Horizon Aviation cannot function as a bank or credit counselor, but chances are we've seen someone in similar circumstances to you. We'll help you the best we can to find the right solution.

Contact us to find out the latest information we have and read on to see if one of these programs is right for you.

Pay As You Go

The first thing to understand is that Horizon Aviation does not require you to prepay for flight training. The only requirement is that each individual flight is paid the day it occurs. Most students pay as they fly, one lesson at a time. This way you can fly as often as your schedule and budget permits. If that's once a week, great. If it's once a month, that's O.K. too.

The only downside is that you will retain more from lesson to lesson if you fly more frequently. Ideally, you should schedule at least once a week to get the most from your flight training dollars.

However, for some paying "out-of-pocket" is simply not an option (including the owner of the company; it took him three years to get his license flying once a month!). If you would like to fly more often than your current budget permits, there are a number of companies that finance flight training.

Pilot Finance

Pilot Finance is a private company based in Illinois that provides financing to flight training students all over the country. Many students at Horizon Aviation have used Pilot Finance over the past half-dozen years. The application can be completed very quickly and once approved you could be flying in less than a week. If you do choose this option, we will have to help you complete your application because there is detail required about your flight training program. Visit their website at http://www.pilotfinance.com to learn more about their specific programs. You will also find details about interest rates, citizenship requirements, and the amount of financing available.

Historically, PF has been able to provide financing for one license per student. They have required students to repay at least half of their initial loan before lending additional funds for another license. Therefore, Pilot Finance has been a great solution for students who only want to get one license but students pursuing multiple licenses have sought other solutions.

AOPA Flight Training Funds

The Aircraft Owners' and Pilots Association (AOPA) is a not-for-profit organization that serves and protects the general aviation community. AOPA has created a program with MBNA Bank to provide up to $25,000 in financing for flight training. This is typically enough to get a student through several licenses. It is very similar to a credit card in terms of credit requirements and the approval process. Visit AOPA's website at http://www.aopa.org/info/certified/funds.html to learn more and complete an application.

Veterans' Administration / GI Bill Benefits

Horizon Aviation is the only fixed wing flight school in New England that is approved by the VA to accept flight training benefits. If you are entitled to VA Benefits and you were separated from the service less than 10 years ago, you may well be able to use these benefits to receive advance flight training at Horizon Aviation. Please note: these benefits can also be used if you are eligible and still on active or reserve duty.

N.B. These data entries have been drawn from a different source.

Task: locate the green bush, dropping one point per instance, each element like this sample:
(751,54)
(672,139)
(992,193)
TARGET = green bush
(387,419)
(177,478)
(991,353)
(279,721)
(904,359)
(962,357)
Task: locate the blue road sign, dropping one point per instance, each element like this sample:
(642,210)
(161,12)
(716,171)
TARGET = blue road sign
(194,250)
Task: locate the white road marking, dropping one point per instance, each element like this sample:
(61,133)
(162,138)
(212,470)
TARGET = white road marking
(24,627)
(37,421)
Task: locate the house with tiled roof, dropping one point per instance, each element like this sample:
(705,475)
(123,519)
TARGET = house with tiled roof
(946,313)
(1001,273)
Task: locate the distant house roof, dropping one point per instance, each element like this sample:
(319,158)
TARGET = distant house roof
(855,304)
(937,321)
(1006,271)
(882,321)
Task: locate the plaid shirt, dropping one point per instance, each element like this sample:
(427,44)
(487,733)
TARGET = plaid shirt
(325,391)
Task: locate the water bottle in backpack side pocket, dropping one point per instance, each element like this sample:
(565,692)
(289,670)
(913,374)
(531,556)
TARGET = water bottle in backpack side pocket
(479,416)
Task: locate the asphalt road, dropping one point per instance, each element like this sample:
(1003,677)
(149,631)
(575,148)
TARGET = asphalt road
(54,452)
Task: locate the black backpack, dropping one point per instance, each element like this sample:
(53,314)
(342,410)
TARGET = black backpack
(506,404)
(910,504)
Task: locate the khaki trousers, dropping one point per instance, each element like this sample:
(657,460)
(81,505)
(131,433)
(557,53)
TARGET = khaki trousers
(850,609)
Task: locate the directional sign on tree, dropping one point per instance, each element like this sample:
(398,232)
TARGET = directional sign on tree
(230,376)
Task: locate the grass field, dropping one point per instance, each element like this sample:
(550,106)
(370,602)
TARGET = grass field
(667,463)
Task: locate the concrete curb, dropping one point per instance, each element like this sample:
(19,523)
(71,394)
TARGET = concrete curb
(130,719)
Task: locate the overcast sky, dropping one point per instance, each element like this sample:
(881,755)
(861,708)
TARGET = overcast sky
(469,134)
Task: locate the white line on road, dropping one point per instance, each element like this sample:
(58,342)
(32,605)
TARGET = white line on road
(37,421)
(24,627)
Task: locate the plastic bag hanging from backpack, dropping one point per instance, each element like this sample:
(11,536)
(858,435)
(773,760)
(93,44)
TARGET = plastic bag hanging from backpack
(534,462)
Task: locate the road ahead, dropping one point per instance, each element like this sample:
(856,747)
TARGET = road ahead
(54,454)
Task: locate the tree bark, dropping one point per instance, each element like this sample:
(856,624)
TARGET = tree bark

The VA will require you to pay for the Private Pilot License yourself. In short, they want you to have some "skin in the game." After that, the VA will reimburse you (monthly) for as much as 60% of your eligible flight training expenses. The other 40%, plus the cost of the Private Pilot License and incidental expenses, can be paid either directly by you or through a combination of theVA Benefits with another of the loans described above. Either way, the VA will pay for an extraordinary amount of flight training if you're eligible.

Direct Student Loans and Grants from the U.S. Government

If you are enrolled in our college program, with either CCRI or Utah Valley State College, you may be eligible for U.S. Government Stafford Loans and Pell Grants. Once you've applied to CCRI or UVSC, you can apply for federal student aid. Over the course of a four year Bachelor Degree, this can be as much as $35,000. Approximately $18,000 of this amount will be used for academic fees (paying for you credit hours) at UVSC but the balance can be used for flight training or as you see fit.

US Bank Student Loans

For students enrolled in the Associate Degree or Bachelor Degree program with UVSC, there is another private bank to which you may apply for financing: US Bank. To qualifying students, they provide Alternative Student Loans which are administered by UVSC. If you're enrolled at UVSC, these loans can be used for your flight training at Horizon Aviation. We have seen US Bank loans as large as $40,000 which will cover almost all of the estimated flight training costs of our Career Pilot Program. After you have applied to UVSC, you may apply to US Bank online. The only downside to a US Bank loan is that there is an intermediary, UVSC, through which all funds must flow. Sometimes this process can take longer than desired and we've seen students get frustrated. For that reason, most of our recent students have chosen to use SLM.

Scholarships

Regardless of why you want to fly, chances are there is a scholarship for which you are eligible. There are two problems: finding these opportunities and completing the application. While we can't complete the application for you, we do have a few suggestions on how to find scholarship opportunities.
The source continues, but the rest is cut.